Hi, all!
During differential expression analysis using DESeq2, I found odd results from it; some of genes with many missing data were detected as significant DEGs with very low pvalues as follow.
log2FoldChange pvalue padj Sample1 Sample2 Sample3 Sample4 Sample5 Sample6 Control1 Control2 Control3 Control4 Control5
Actc1 25.34 7.34E-72 4.45E-68 0.00 0.00 0.00 0.00 0.00 796.48 0.00 0.00 0.00 0.00 0.00 132.75 0.00
Sorry, it's not so easy to see hear, but you can see that only one sample out of 11 samples + controls actually has a count values which is unlikely detectable as a significant DEG. I observed many genes in this condition were detected as significant DEGs.
The code to obtain these results is like below,
conds <- c(rep("Sample",6),rep("Control",5))
res <- results(dds, contrast = c("conds", Sample, Control))
How come these genes have so low pvalues and padj so they are detected as DEGs?
Can somebody explain to me?
Thank you!
Can you show the output of
counts(dds[grep("Actc1"), rownames(dds),])
?Thank you, ATpoint! But I got error with your command.
I found a typo in the code,
Sorry for the typo. That is odd, only one sample here has counts whereas in your toplevel example there are also counts for control 4 so it does not really match. Are you sure that there is no parsing error and this p-value and fold change do not belong to a different gene?
Actual data have more samples in complex conditions, I might have made a mistake copying and pasting the data.
Sorry!
For clarity, I'm posting the actual values in my DESeq2 data. I still see the strangely too low pvalues.
Thank you!
Without full code and a complete description of the experiment (at least the colData) I cannot comment any further.

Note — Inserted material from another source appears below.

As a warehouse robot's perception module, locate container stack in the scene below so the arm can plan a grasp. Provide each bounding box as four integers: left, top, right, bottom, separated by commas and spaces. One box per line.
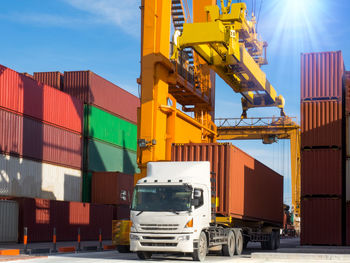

OK. Thank you for spending time for me!
I'll check the codes and data again to see if there's any mistakes.
After carefully checking the data, I found that I got different normalized count values depending on the samples.
I have 36 samples in 5 groups as follow (for simplicity, I changed the sample names to more easily distinguish them),
My goal is finding DEGs between
WT_old1
andWT_young
. When I extractedWT_old1
andWT_young
samples and ran DESeq2 only or when all samples were input together, the normalized count values ofActc1
were different.I'm not sure if you can see the data above, but the raw counts are the same, while the normalized counts are different.
Interestingly, however, the fold-change values are the same (only p-values were different).
Having different normalized count values depending on the input samples is understandable, but why am I getting so weird p-values?